Inclined piles have been widely applied to resist excessive lateral loading in engineering practice. Although some unsatisfactory observations were found in past earthquake events, supportive evidence was also observed in recent years. This paper aims to clarify the performance of inclined piles against liquefaction-induced lateral spreading via the finite element approach. A sloping ground under seismic base excitation is adopted to induce the lateral spreading. A parametric analysis is carried out to study the performance of a 2×1 pile group consisting of vertical and inclined piles. By changing the raked angles of the piles, both symmetric and asymmetric inclined pile groups are considered while vertical pile groups are investigated as reference. The numerical results indicate that inclined piles with appropriate inclinations have better performance than vertical piles when considering the response of the soil-pile-cap system.

INTRODUCTION

In previous large-scale earthquakes, lateral spreading was identified as one of the main causes of damage to pile foundations under bridges and offshore constructions (e.g. Seed et al. 1991; Finn & Fujita 2002). The use of inclined piles was considered as a countermeasure to resist significant horizontal loadings. However, unacceptable performance observed in previous earthquakes (e.g. Seed et al. 1991; Haskell et al. 2013) resulted in the discouragement of the use of inclined piles. Drawbacks of inclined piles, such as residual bending moment, reduction in flexural capacity, large kinematic force and undesirable cap rotation, have been frequently mentioned in engineering practice (Gerolymos et al. 2008).

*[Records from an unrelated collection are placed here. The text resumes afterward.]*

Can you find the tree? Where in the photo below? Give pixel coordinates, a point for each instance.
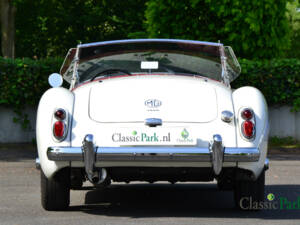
(7, 12)
(255, 28)
(50, 27)
(293, 15)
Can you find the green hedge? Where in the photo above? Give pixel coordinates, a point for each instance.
(23, 81)
(278, 79)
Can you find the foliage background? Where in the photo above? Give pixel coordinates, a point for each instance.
(254, 28)
(23, 81)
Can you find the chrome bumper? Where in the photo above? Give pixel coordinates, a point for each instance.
(194, 154)
(216, 153)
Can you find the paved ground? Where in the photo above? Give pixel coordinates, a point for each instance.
(141, 203)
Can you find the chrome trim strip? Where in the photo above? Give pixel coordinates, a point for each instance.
(267, 162)
(217, 153)
(148, 40)
(153, 122)
(153, 154)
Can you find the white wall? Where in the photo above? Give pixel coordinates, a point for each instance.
(282, 123)
(11, 132)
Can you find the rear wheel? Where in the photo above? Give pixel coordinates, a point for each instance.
(248, 194)
(55, 191)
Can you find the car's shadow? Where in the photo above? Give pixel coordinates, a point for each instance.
(180, 200)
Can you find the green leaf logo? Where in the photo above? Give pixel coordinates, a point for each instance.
(184, 134)
(270, 197)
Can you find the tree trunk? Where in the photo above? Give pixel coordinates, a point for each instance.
(7, 13)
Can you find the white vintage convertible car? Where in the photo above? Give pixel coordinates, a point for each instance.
(151, 110)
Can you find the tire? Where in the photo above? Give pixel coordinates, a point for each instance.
(249, 194)
(55, 191)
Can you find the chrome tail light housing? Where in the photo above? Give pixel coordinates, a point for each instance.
(247, 124)
(59, 124)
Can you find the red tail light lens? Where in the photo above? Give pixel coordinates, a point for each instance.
(60, 114)
(59, 129)
(247, 114)
(248, 129)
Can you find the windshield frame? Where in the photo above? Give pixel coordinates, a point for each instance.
(71, 62)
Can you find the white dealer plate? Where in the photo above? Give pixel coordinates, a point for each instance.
(153, 136)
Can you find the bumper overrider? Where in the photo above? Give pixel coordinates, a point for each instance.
(216, 153)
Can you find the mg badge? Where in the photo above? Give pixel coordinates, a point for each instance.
(153, 103)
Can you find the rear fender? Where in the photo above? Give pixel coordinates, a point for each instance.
(52, 99)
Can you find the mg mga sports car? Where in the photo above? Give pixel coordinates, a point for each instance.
(151, 110)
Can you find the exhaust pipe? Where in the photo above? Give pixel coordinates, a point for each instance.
(99, 176)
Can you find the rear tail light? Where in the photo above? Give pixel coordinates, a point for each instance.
(60, 114)
(248, 124)
(248, 129)
(247, 114)
(59, 129)
(60, 124)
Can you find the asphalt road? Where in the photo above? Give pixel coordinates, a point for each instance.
(141, 203)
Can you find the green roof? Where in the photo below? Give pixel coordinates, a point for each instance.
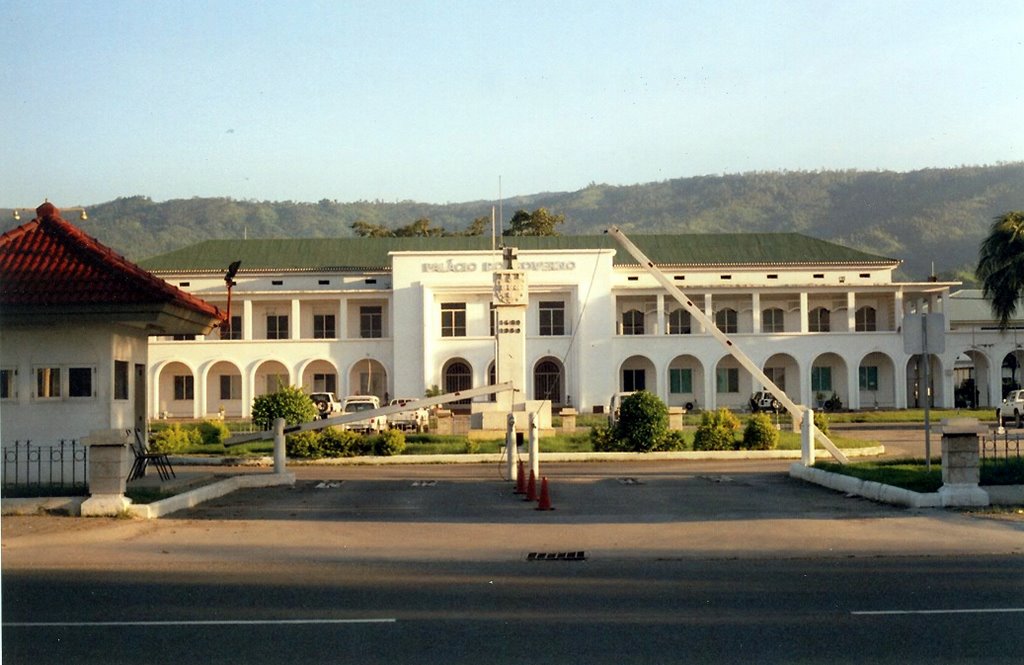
(372, 253)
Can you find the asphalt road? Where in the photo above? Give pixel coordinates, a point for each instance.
(890, 610)
(679, 562)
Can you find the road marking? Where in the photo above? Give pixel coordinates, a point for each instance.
(877, 613)
(223, 622)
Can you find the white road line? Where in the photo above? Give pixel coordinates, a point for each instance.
(224, 622)
(877, 613)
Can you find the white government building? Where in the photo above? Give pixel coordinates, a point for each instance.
(395, 317)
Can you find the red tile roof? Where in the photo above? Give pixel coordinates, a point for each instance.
(49, 262)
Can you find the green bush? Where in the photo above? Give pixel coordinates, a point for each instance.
(213, 431)
(389, 442)
(643, 421)
(717, 430)
(289, 403)
(304, 444)
(760, 432)
(175, 439)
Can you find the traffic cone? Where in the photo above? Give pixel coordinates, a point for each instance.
(545, 502)
(531, 488)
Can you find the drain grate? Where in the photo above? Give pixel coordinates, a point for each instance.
(556, 556)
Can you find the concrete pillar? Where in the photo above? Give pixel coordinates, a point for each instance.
(568, 416)
(109, 466)
(961, 463)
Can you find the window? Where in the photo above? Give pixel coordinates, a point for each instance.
(777, 376)
(325, 382)
(868, 377)
(725, 320)
(865, 320)
(8, 389)
(634, 380)
(48, 382)
(773, 321)
(121, 374)
(324, 327)
(819, 320)
(276, 326)
(230, 386)
(821, 379)
(633, 323)
(727, 379)
(680, 380)
(372, 322)
(679, 323)
(184, 387)
(453, 320)
(552, 318)
(233, 331)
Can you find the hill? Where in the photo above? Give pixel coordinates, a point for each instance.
(924, 217)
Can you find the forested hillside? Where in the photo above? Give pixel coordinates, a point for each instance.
(932, 215)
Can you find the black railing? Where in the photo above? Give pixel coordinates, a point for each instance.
(27, 465)
(999, 447)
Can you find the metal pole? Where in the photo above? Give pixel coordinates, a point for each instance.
(511, 470)
(279, 446)
(535, 446)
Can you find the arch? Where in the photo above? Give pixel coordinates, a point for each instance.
(320, 375)
(457, 374)
(972, 380)
(914, 391)
(1011, 372)
(783, 370)
(223, 388)
(368, 376)
(548, 380)
(637, 373)
(686, 382)
(877, 381)
(829, 376)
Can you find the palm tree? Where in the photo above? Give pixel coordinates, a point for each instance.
(1000, 265)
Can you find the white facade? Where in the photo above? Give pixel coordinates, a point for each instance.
(593, 328)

The benefits of inclined piles were recognised in some recent laboratory studies. Seismic experiments of inclined piles in sand performed by Escoffier et al. (2008), Li et al. (2016a; 2016b), and McManus et al. (2005) provided supportive evidence for inclined piles regarding the enhanced lateral stiffness of the pile foundation and the strengthening of the soil profile. In terms of the numerical investigations of pile foundations against lateral spreading, the Beam-on-Nonlinear Winkler-Foundation approach has been widely adopted, such as by Khosravifar et al. (2014), Shafieezadeh et al. (2012), and Wang & Orense (2014). The three dimensional (3D) finite element method has also been applied extensively, such as by Cheng & Jeremić (2009), Cubrinovski et al. (2008), and McGann et al. (2011). When it comes to inclined piles, most of the numerical studies investigating their dynamic responses were conducted without the consideration of lateral spreading. For instance, Gerolymos et al. (2008), Giannakou et al. (2010), and Sadek & Isam (2006) performed seismic analysis on pile groups with inclined piles in elastic soil deposits numerically. Rajeswari & Sarkar (2019) and Wang & Orense (2019) studied the performance of inclined piles in liquefiable soils through a parametric analysis without being subjected to lateral spreading. Nevertheless, the performance of inclined piles against lateral spreading is still not well established.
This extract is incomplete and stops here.